What are the chances of MPs being recalled?
- Published
Parliament is supposed to be on its Christmas/New Year break until 5 January, but even before the current Covid-19-borders crisis, there was always the expectation that MPs and peers could be summoned back to debate an 11th hour Post-Brexit trade agreement.
Now, with millions under severe restrictions and border closures against the new fast-spreading Covid variant, there are new and urgent subjects to be discussed.
Labour leader Sir Kier Starmer has said "there is a case to look at whether we should recall Parliament" over the latest Covid developments and MPs like 1922 Committee grandee Charles Walker and former Chief Whip Mark Harper want a chance to debate and vote on the tough new restrictions the government has announced.
Remember, these restrictions came with Parliament in recess, just days after the PM denounced Labour for wanting to "cancel Christmas".
Public opinion
Public Administration Committee chairman William Wragg has called this an "an Olympic medal-winning-cartwheeling-somersaulting volte-face," a remark which gives some idea of the level of angst building up on the Tory benches.
Some want to debate the border situation, particularly in Kent, and others may want to call for an extension of the Brexit transition period; but wishes don't recall Parliament, ministers do.
Specifically, a minister of the Crown must request the Speaker to recall MPs.
The Speaker then considers whether this would be in the public interest (it's hard to imagine a situation where a minister would ask for a recall and the Speaker denied them).
Typically, the prime minister phones the Speaker and the discussion actually revolves around timing and process issues.
But the gaping hole in this process is that there is no mechanism for anybody but the government to bring Parliament back from a recess early.
So, if ministers don't want MPs debating some holiday crisis, MPs don't come back.
The only constraint is public opinion, and a clamour for Parliament to return that is too intense for a government to ignore.
'Superspreader' event
And it's hard to see such a bandwagon gaining momentum with the distractions of Christmas just days away.

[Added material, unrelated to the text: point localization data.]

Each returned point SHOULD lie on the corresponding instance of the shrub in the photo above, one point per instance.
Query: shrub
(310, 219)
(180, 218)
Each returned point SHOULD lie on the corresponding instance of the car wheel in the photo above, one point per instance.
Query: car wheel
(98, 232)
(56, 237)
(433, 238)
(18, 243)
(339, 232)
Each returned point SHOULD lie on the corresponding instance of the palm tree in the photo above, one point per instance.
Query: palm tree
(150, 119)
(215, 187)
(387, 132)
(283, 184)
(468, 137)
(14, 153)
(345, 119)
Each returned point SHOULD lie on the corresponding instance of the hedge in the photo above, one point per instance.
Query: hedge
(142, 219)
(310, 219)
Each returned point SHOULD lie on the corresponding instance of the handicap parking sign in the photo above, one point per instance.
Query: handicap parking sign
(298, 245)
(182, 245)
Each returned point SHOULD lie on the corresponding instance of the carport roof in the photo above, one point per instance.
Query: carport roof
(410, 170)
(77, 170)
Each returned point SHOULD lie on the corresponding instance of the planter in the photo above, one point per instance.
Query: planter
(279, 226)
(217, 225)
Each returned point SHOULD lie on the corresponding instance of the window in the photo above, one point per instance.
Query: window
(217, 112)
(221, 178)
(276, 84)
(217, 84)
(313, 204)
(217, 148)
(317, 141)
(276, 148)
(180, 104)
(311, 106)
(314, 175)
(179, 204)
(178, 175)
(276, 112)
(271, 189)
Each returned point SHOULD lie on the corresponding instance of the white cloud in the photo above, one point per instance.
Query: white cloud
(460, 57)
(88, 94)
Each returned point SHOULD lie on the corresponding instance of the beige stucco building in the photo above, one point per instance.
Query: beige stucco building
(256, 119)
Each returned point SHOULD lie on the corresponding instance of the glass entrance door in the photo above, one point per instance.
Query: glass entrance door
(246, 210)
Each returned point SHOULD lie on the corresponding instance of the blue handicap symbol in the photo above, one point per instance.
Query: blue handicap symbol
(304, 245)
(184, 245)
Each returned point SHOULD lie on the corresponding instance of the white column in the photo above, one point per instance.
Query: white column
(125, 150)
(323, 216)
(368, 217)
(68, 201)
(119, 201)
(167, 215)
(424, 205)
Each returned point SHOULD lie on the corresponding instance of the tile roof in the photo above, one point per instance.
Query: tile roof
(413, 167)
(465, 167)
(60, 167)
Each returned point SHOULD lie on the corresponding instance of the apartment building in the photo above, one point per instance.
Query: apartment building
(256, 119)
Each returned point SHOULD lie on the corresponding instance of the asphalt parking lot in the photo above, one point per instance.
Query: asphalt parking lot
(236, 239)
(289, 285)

In current circumstances, there are further complications; it would be legal for MPs to travel to their place of work - the Commons chamber - even though it's in a tier four area, because they can't perform their full representative role from home.
But there would be considerable concern about any debate becoming a "superspreader" event in its own right.
Even before the news about the new Covid variant emerged, the Speaker, Sir Lindsay Hoyle, was concerned to minimise footfall in the Parliamentary estate, and doubtless he will be pondering whether it changes the number of MPs who can be allowed in the chamber safely.
Then there are the current rules for debate.
MPs can participate remotely in "interrogatory proceedings" which means question times, statements and urgent questions; they cannot speak in debates on legislation, which includes debates on, for example Covid regulations.
Irate backbenchers
There are already plenty of MPs who have to shield, and who believe they, and through them, their voters, are disenfranchised. Watch figures like Tracey Crouch, Cheryl Gillan, John Baron and Procedure Committee chair Karen Bradley.
During the first lockdown, MPs were permitted to vote online, but at the moment they can only vote by proxy, which is why the government Deputy Chief Whip, Stuart Andrew, currently wields around 250 votes.
To be sure, he has to cast the proxy votes according to the dictates of their owners, even if they are votes against the government, but it's still an uncomfortable look.
MPs voted to put these rules in place, so they cannot be changed without a further vote.
Up to now, Commons leader Jacob Rees Mogg has been firmly against changing them to allow remote participation and remote voting again.
And if he does not relent it is unlikely that the rules could be changed - the government controls the Commons agenda and there would be no way to get the issue debated, certainly on the day of a recall, without their agreement.
Mr Rees-Mogg has now written to Karen Bradley to say the government plans to allow online participation in all Commons debates, when the House next sits. But he wants to keep the proxy voting system in place rather than allow online voting by MPs.
UPDATE: The Hansard Society's Dr Ruth Fox points out that, given the time constraints of a short sitting intended to agree a bill to implement a future relationship treaty with the EU, a motion for the immediate resumption of full virtual proceedings could be agreed fairly rapidly.
The requirement for a quorum of 40 MPs (including tellers and the Speaker) has been modified to allow proxy votes to count toward the quorum.
That would allow the Whips to use proxy votes to secure the necessary motion.